Source: notebooks/10-complete-workflow-llamatelemetry-v0-1-1-e1.ipynb

Notebook focus

This page is a cell-by-cell walkthrough of the notebook, explaining the intent of each step and showing the exact code executed.

Cell-by-cell walkthrough

Cell 1 (Markdown)

10 Complete Workflow (Kaggle)

End-to-end pipeline: OTLP environment setup, server preset launch, instrumented client, and inference — all in one notebook.

What you will learn: - Load Grafana OTLP credentials from Kaggle Secrets - Start llama-server from a preset - Create an instrumented client with OpenTelemetry - Run inference with full observability

Requirements: Kaggle T4 x2. Optional: Grafana Cloud OTLP secrets.

Cell 2 (Markdown)

1) Install

Cell 3 (Code)

Summary: Installs required dependencies and runtime tools.

!pip -q install git+https://github.com/llamatelemetry/llamatelemetry.git@v0.1.1

Cell 4 (Markdown)

2) Load OTLP environment from Kaggle Secrets

Reads GRAFANA_OTLP_ENDPOINT and GRAFANA_OTLP_HEADERS (or OTLP_ENDPOINT / OTLP_TOKEN) from Kaggle Secrets and sets them as environment variables.

Cell 5 (Code)

Summary: Imports core libraries: llamatelemetry.

from llamatelemetry.kaggle.pipeline import (
    KagglePipelineConfig,
    load_grafana_otlp_env_from_kaggle,
    start_server_from_preset,
    setup_otel_and_client,
)
from llamatelemetry.kaggle import ServerPreset

otlp_env = load_grafana_otlp_env_from_kaggle()
print(f"OTLP configured: {bool(otlp_env)}")

Cell 6 (Markdown)

3) Start llama-server from a preset

Cell 7 (Code)

Summary: Works with GGUF models, quantization, or metadata.

model_path = "/kaggle/input/your-model/model.gguf"
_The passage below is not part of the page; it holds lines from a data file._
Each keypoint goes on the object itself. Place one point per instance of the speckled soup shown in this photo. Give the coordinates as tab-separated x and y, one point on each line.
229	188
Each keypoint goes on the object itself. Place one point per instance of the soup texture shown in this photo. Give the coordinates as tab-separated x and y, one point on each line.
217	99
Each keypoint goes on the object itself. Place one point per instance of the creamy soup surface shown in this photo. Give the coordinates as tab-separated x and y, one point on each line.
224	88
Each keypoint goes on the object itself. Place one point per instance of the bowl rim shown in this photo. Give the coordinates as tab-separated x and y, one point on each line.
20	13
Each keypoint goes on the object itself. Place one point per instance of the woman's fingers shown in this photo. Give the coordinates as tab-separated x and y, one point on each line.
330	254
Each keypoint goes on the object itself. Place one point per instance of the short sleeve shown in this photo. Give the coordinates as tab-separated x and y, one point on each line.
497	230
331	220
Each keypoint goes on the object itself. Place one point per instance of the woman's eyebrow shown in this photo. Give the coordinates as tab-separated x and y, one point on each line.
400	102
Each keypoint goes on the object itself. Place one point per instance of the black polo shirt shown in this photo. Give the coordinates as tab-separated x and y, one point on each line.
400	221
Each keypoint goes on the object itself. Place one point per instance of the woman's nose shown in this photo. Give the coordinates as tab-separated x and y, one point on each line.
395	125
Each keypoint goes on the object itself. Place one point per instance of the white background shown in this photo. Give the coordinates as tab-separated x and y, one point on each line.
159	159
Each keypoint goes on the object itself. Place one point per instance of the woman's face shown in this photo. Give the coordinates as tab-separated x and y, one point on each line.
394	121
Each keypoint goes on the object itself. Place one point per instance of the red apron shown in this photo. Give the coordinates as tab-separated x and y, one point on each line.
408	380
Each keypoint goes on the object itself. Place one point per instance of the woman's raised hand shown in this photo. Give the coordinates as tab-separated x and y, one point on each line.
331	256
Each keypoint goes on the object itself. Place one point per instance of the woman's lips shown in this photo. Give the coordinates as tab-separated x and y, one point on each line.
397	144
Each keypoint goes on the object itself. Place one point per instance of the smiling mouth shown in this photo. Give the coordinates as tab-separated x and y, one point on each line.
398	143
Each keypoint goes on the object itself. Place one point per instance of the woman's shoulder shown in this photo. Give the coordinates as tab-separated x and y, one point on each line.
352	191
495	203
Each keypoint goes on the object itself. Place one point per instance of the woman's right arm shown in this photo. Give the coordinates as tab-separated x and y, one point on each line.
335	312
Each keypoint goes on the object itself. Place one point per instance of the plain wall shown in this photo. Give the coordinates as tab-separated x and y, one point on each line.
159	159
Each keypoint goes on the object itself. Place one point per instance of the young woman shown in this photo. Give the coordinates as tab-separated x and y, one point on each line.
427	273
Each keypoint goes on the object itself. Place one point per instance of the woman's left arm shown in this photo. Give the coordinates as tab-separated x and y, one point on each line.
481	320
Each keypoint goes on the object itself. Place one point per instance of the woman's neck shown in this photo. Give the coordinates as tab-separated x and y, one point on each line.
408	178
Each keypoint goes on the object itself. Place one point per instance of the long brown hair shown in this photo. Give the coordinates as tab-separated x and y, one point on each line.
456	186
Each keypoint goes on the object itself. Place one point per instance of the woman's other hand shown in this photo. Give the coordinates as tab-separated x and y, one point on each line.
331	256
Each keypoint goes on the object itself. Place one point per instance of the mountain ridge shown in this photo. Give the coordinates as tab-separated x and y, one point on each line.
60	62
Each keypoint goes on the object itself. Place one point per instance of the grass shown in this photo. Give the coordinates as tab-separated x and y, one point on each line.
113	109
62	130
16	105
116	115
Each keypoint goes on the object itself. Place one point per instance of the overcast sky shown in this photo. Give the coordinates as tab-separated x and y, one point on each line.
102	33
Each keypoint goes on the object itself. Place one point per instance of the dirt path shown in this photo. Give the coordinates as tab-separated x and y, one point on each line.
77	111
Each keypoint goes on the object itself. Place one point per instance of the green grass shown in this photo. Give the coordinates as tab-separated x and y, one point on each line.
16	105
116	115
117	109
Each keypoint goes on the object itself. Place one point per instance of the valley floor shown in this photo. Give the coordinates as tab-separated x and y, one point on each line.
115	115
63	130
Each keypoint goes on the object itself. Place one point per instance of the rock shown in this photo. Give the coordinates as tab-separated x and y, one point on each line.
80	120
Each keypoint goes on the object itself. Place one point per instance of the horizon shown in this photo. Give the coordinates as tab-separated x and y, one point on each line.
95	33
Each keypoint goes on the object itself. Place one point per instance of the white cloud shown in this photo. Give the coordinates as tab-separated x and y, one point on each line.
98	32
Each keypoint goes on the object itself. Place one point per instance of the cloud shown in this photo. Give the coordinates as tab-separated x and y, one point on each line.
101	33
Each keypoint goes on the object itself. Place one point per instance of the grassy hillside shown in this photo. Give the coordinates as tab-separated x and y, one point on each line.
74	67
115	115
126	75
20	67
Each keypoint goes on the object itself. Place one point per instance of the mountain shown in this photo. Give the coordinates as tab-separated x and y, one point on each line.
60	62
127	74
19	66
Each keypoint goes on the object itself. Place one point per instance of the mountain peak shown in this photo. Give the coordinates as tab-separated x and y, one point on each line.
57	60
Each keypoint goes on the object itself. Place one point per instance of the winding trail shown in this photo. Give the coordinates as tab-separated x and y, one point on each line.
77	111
manager = start_server_from_preset(model_path, ServerPreset.KAGGLE_DUAL_T4)
print(f"Server started: {manager.check_server_health()}")

Cell 8 (Markdown)

4) Setup OpenTelemetry + instrumented client

setup_otel_and_client() returns a dict with: - clientInstrumentedLlamaCppClient - tracer — OpenTelemetry tracer - meter — OpenTelemetry meter

Cell 9 (Code)

Summary: Sets up Graphistry for graph visualization or analytics.

cfg = KagglePipelineConfig(
    enable_graphistry=False,
    enable_llama_metrics=True,
)

ctx = setup_otel_and_client("http://127.0.0.1:8080", cfg)
client = ctx["client"]
print(f"Pipeline context keys: {list(ctx.keys())}")

Cell 10 (Markdown)

5) Run inference with telemetry

Cell 11 (Code)

Summary: Works with GGUF models, quantization, or metadata.

resp = client.chat_completions({
    "model": "local-gguf",
    "messages": [{"role": "user", "content": "Hello from the complete workflow!"}],
    "max_tokens": 64,
})
print(resp.choices[0].message.content)

Cell 12 (Markdown)

6) Check server metrics

Cell 13 (Code)

Summary: Imports core libraries: json.

import json

health = manager.get_health()
print(json.dumps(health, indent=2, default=str))

Cell 14 (Markdown)

7) Cleanup

Cell 15 (Code)

Summary: Cleans up or shuts down running resources.

manager.stop_server()
print("Done.")